À vous, Monsieur Robert Riel, conseiller du District 7. En novembre 2015, vous aviez rejeté la hausse demandée par les policiers-cadres qui se chiffrait à 2,6 %, ce qui allait jadis à l’encontre de la politique granbyenne sur les augmentations salariales des cadres. Je vous cite : « c’est l’austérité, partout, on va augmenter les taxes et les gens en ont de moins en moins d’argent dans leurs poches. En tant que citoyen payeur de taxes, je n’accepte pas ça ! » Quel changement de cap ! 17,5 % d’augmentation ce n’est pas à l’encontre de la politique de la Ville de Granby en 2018 ?

On ne peut que se demander comment un maire et des conseillers qui s’offrent respectivement 15 % et 17,5 % d’augmentation procèdent pour négocier les conventions collectives des divers employés municipaux avec sérieux par la suite.

À vous, Monsieur Robert Vincent, conseiller du District 9, si ce n’est pas de faire de la politique que de tenter, en me coupant la parole lors de mon intervention du 18 décembre 2017 au conseil, au sujet du déneigement des rues et de trottoirs ainsi que sur la possibilité pour les citoyens de se stationner dans la rue l’hiver, lorsqu’il n’y a pas d’opération déneigement, je me demande bien ce que c’est. Surtout que la salle du conseil était déserte et que nous étions bien loin de dépasser la limite de temps allouée aux citoyens voulant s’exprimer. Oui, une période pour laisser les citoyens s’exprimer, ceux-là mêmes que les politiciens nous disent vouloir écouter et prendre en considération lorsqu’en période électorale... Je trouve toujours bien dommage de voir les discours changer, une fois que l’on est assis sur le siège d’élu. Parlant de discours changeant, vous étiez jadis arrivé avec tambours et trompettes en 1990, lorsque le conseil voulait se voter une hausse de 13,5 % ! Aujourd’hui en 2018, vous êtes pour une hausse de 17,5 % puisque vous avez les mains dans l’assiette, comme le dit l’expression populaire, ce qui ne fait que cristalliser le cynisme des électeurs et citoyens. Je ne peux que me poser la question : pourquoi ne pas étirer une telle hausse sur plusieurs années, s’il y a un si grand rattrapage à faire ?

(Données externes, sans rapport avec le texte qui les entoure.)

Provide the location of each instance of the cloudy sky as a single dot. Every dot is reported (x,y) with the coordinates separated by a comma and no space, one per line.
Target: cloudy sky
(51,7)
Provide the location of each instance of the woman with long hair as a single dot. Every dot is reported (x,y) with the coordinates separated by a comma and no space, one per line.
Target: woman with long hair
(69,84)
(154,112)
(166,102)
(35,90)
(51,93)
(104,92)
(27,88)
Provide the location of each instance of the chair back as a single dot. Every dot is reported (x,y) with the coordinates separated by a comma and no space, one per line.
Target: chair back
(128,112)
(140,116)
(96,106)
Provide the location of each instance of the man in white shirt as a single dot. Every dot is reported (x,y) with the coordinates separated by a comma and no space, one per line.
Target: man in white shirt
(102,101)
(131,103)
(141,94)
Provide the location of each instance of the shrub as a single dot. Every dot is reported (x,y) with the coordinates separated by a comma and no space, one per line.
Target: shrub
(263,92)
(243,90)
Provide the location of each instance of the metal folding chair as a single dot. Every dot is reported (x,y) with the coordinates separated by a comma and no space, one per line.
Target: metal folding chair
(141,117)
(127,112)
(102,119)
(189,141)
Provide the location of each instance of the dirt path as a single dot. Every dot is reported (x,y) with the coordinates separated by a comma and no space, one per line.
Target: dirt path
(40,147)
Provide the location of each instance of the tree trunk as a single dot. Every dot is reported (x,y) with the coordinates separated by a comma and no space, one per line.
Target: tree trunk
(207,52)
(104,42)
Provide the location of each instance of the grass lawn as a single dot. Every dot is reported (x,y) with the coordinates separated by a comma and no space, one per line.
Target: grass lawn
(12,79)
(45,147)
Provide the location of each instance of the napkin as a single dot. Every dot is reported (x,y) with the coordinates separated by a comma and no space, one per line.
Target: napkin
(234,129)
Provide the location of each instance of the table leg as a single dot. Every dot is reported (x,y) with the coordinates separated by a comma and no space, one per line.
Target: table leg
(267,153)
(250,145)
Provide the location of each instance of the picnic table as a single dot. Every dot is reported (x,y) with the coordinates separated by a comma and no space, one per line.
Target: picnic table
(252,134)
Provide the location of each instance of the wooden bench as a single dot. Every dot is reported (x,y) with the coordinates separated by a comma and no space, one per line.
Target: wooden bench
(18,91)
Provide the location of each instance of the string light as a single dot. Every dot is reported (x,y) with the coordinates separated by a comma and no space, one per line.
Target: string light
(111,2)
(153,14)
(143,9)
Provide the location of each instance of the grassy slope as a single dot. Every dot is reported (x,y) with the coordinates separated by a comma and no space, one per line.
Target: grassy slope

« Autres temps, autres mœurs »

L’économie se porte peut-être mieux en 2018 qu’en 1990 alors que la récession frappait le Québec de plein fouet, mais les gens qui vivent aujourd’hui en 2018 n’ont jamais été autant taxés, imposés et tarifés. Entendre que les élus de notre Ville vont voir leur allocation être imposée et que l’on doit compenser pour cette nouvelle imposition ? Est-ce que le commun des mortels reçoit un salaire qui n’est pas imposable ?

Citoyens de Granby de tous les districts, c’est le moment de se lever, comme l’a fait une citoyenne que je tiens à féliciter pour son initiative, Madame Jacynthe Deslauriers, avec sa pétition que je vous invite à aller signer. Il n’est pas nécessaire d’utiliser l’agressivité et la violence pour faire valoir notre point de vue contrairement aux évènements de 1990. Une pétition signée par un maximum de citoyens et votre présence en très grand nombre lors de la séance du conseil du lundi 5 mars 2018 à 19 h va démontrer au conseil que les citoyens de Granby sont mobilisés et sérieux dans la démarche qui vise à faire reculer le conseil sur cette augmentation faramineuse.

Si se tenir debout, faire valoir notre opinion et nos idées, c’est faire de la politique, alors je ferai de la politique toute ma vie pour le bien commun et pour notre belle ville de Granby.

Bruno Junior St-Amand

Granby

DES SALAIRES À LA HAUTEUR POUR DES ÉLUS À LA HAUTEUR

Il me semble que si on souhaite être dirigés par des gens compétents, il faut offrir des salaires à la hauteur. 

Le travail de politiciens est demandant, qu’on aime ou pas les gens en place.